= Edward F. Cantasano =

American mechanic

Edward F. Cantasano (November 25, 1905 – January 17, 1989) also known as Mario Contasino, was an unemployed mechanic from Yonkers who, on December 13, 1931, accidentally hit the future Prime Minister of the United Kingdom, Winston Churchill, while driving a car. Churchill was attempting to cross a busy New York City street at the time, and forgot to look in the direction of the oncoming traffic. This incident, while only briefly acknowledged by leading historical works about Churchill, has nonetheless provided the inspiration for several counterfactual analyses of Churchill’s role during World War II.

==The crash with Churchill==
Shortly after 10:30 p.m. on December 13, 1931, Churchill attempted to cross Fifth Avenue in New York City and was struck by a car driven by Cantasano. The crash occurred because Churchill apparently forgot that, in the United States, traffic on two-way roadways keeps to the right whereas in his native United Kingdom it keeps to the left. Churchill was riding in a taxicab and looking for the home of financier Bernard Baruch, but he did not remember Baruch's address. So that he could check out a particular building that he hoped was Baruch's, Churchill asked his taxicab driver to stop in the middle of Fifth Avenue (which at that time was a two-way roadway), between 76th Street and 77th Street. Churchill got out of the cab in the middle of the roadway and looked to his left. Seeing the headlights of an oncoming car more than 200 yards away, he thought that he was safe and headed across the street, forgetting to look for traffic coming from his right. He was hit by the car driven by Cantasano.

The British statesman suffered a serious scalp wound as well as two cracked ribs and was admitted to Lenox Hill Hospital, where he later told police that the crash was entirely his fault. Nevertheless, Cantasano, who felt he was to blame, repeatedly called the hospital to see how Churchill was doing. Concerned that Cantasano would be blamed and then have trouble finding work, Churchill finally arranged to meet him at the Waldorf-Astoria Hotel. Churchill served Cantasano tea and gave him an autographed copy of his book, "The Unknown War." Edward F. Cantasano's name was misreported by journalists at the time as Mario Contasino, and the incident itself eventually faded into the background of Churchill's life. Cantasano himself was nearly forgotten entirely, until interest in the event was revived almost 70 years later.

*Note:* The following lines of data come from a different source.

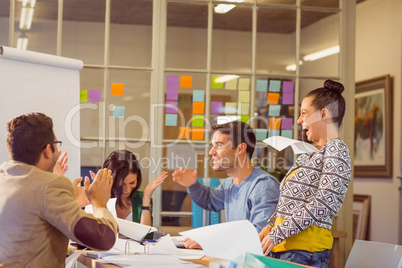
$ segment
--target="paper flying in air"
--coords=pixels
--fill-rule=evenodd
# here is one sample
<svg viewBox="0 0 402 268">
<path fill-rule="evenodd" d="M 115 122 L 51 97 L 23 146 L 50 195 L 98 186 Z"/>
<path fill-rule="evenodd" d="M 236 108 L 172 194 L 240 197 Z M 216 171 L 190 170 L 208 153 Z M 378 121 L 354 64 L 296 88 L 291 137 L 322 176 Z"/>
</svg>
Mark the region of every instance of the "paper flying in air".
<svg viewBox="0 0 402 268">
<path fill-rule="evenodd" d="M 313 145 L 311 145 L 310 143 L 289 139 L 281 136 L 270 137 L 268 139 L 263 140 L 263 142 L 275 148 L 278 151 L 282 151 L 286 147 L 291 146 L 295 154 L 318 152 L 318 149 Z"/>
</svg>

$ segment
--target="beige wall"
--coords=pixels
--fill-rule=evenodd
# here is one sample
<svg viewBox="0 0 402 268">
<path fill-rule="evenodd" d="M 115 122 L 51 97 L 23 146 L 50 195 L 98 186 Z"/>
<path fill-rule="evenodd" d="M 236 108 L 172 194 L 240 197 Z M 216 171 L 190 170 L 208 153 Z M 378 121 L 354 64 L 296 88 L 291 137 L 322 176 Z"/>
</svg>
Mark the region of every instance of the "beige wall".
<svg viewBox="0 0 402 268">
<path fill-rule="evenodd" d="M 355 178 L 354 193 L 372 197 L 370 239 L 401 244 L 398 178 L 401 167 L 402 1 L 366 0 L 356 8 L 356 81 L 394 77 L 393 177 Z M 399 239 L 398 239 L 399 237 Z"/>
</svg>

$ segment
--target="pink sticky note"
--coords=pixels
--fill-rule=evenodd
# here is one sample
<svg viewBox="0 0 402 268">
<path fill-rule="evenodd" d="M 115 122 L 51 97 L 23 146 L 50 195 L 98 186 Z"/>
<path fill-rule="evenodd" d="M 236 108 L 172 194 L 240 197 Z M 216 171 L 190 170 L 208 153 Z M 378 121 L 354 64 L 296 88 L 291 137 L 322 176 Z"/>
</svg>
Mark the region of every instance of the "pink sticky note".
<svg viewBox="0 0 402 268">
<path fill-rule="evenodd" d="M 166 101 L 166 113 L 167 114 L 177 113 L 177 101 Z"/>
<path fill-rule="evenodd" d="M 177 89 L 177 88 L 166 89 L 166 99 L 167 100 L 178 100 L 178 98 L 179 98 L 179 89 Z"/>
<path fill-rule="evenodd" d="M 100 102 L 101 92 L 100 90 L 88 90 L 88 102 Z"/>
<path fill-rule="evenodd" d="M 211 101 L 211 114 L 220 114 L 223 112 L 222 102 L 220 101 Z"/>
<path fill-rule="evenodd" d="M 293 82 L 293 81 L 283 81 L 283 83 L 282 83 L 282 86 L 283 86 L 283 92 L 285 93 L 285 92 L 288 92 L 288 93 L 290 93 L 290 92 L 294 92 L 294 87 L 295 87 L 295 82 Z"/>
<path fill-rule="evenodd" d="M 282 104 L 293 105 L 293 92 L 284 92 L 282 95 Z"/>
<path fill-rule="evenodd" d="M 166 88 L 178 88 L 179 77 L 175 75 L 166 76 Z"/>
<path fill-rule="evenodd" d="M 293 129 L 293 118 L 282 118 L 281 129 Z"/>
</svg>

==The search for Mario Contasino==
In January 2008, video game publisher Codemasters launched a search for the descendants of Mario Contasino in order to honor his contribution to history. The search was inspired by a video game published by the company, Turning Point: Fall of Liberty, which presents a counterfactual view of history in which the automobile crash where Contasino struck Churchill proved fatal. A diary of the search was being recorded in an ongoing blog:

Evidence unearthed during the search for Contasino has revealed his real name as Edward F. Cantasano, and that he was 26 at the time of the crash with Churchill. According to the new information, Cantasano was living in Westchester, New York, when he enlisted in the Army in 1942. He died on January 17, 1989, and was buried in Long Island, New York. Searchers are hopeful that this new information may lead to the discovery of the man's relatives.